[R Package] Convert Data into Code Instantly – Save as a Script with One Line

When uploading data to R, we sometimes worry about losing track of the data over time. This is because we save data in different folders according to various projects, and we might forget where we stored it. Additionally, if the file path changes, it can be difficult to upload the data directly and locate its current location.
Therefore, a better approach is to save the data as code, allowing us to access it directly when opening the R file where the code is stored. The most common method for converting data to code is by using dput()

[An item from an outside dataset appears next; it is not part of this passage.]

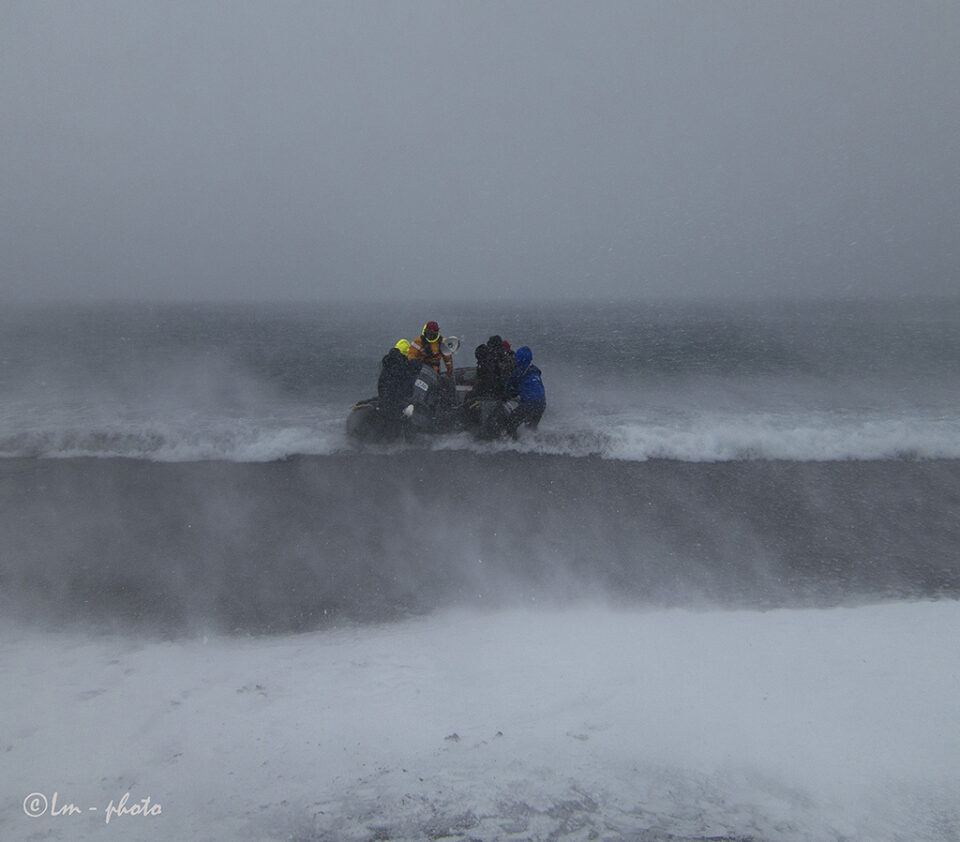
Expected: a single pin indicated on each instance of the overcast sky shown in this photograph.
(320, 150)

, but there are also other ways to achieve this in R. For more details, please check the post below.
■ How to convert an uploaded data to code in R?

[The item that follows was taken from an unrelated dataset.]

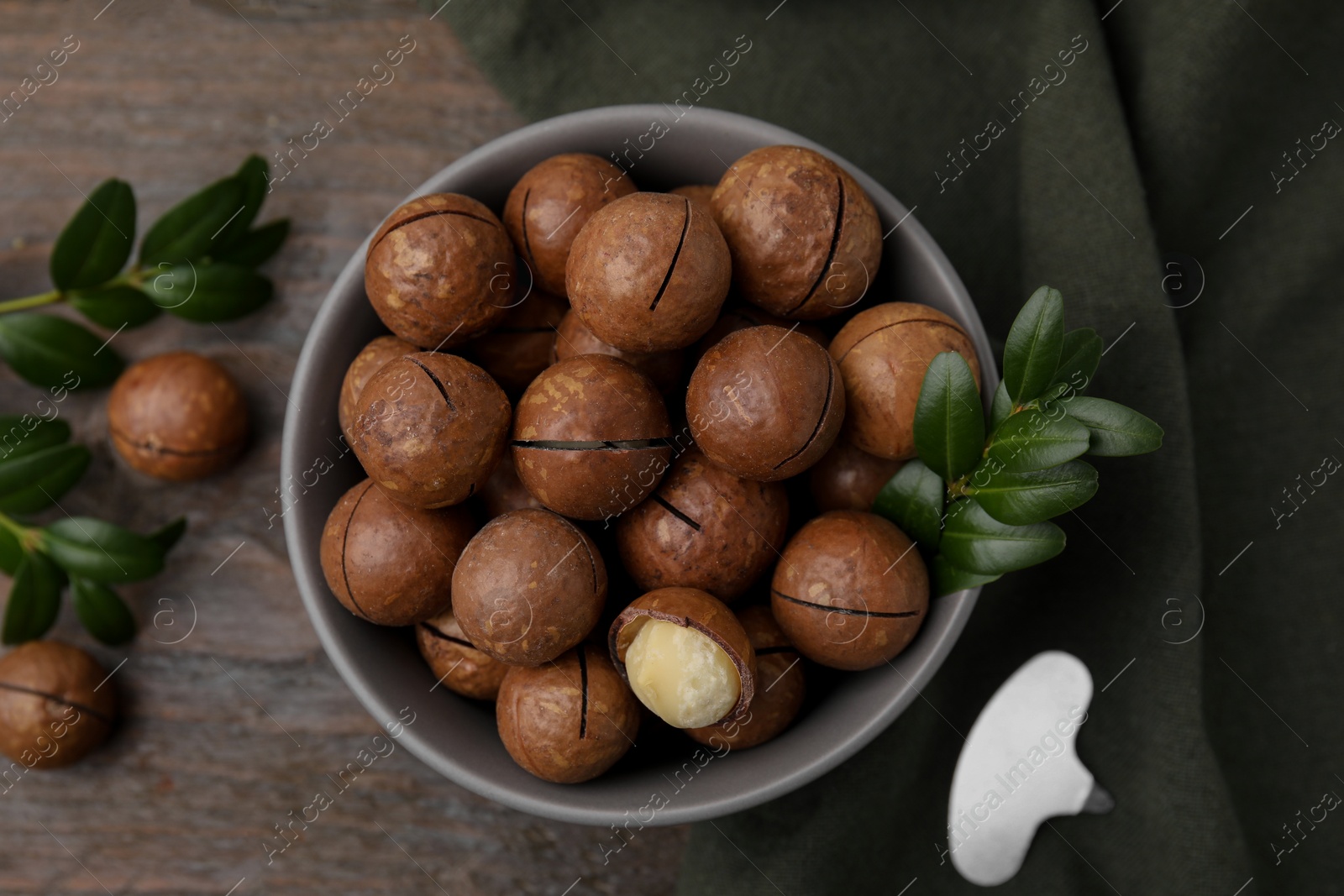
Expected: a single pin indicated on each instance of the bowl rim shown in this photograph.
(316, 597)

Let’s talk in detail with an actual dataset.
if(!require(readr)) install.packages("readr")
library(readr)
github= "https://raw.githubusercontent.com/agronomy4future/raw_data_practice/main/fertilizer_treatment.csv"
dataA= data.frame(read_csv(url(github),show_col_types = FALSE))
print(head(dataA,5))
Genotype Block variable value
1 Genotype_A I Control 42.9
2 Genotype_A II Control 41.6
3 Genotype_A III Control 28.9
4 Genotype_A IV Control 30.8
5 Genotype_B I Control 53.3
.
.
.
Here is a dataset called dataA
. If you upload this data from an Excel file on your PC, you need to save the file and specify the path every time you upload it to R. To avoid this, I want to save the dataset as code so that it can be directly stored in an R script and easily accessed without needing to reload the original file.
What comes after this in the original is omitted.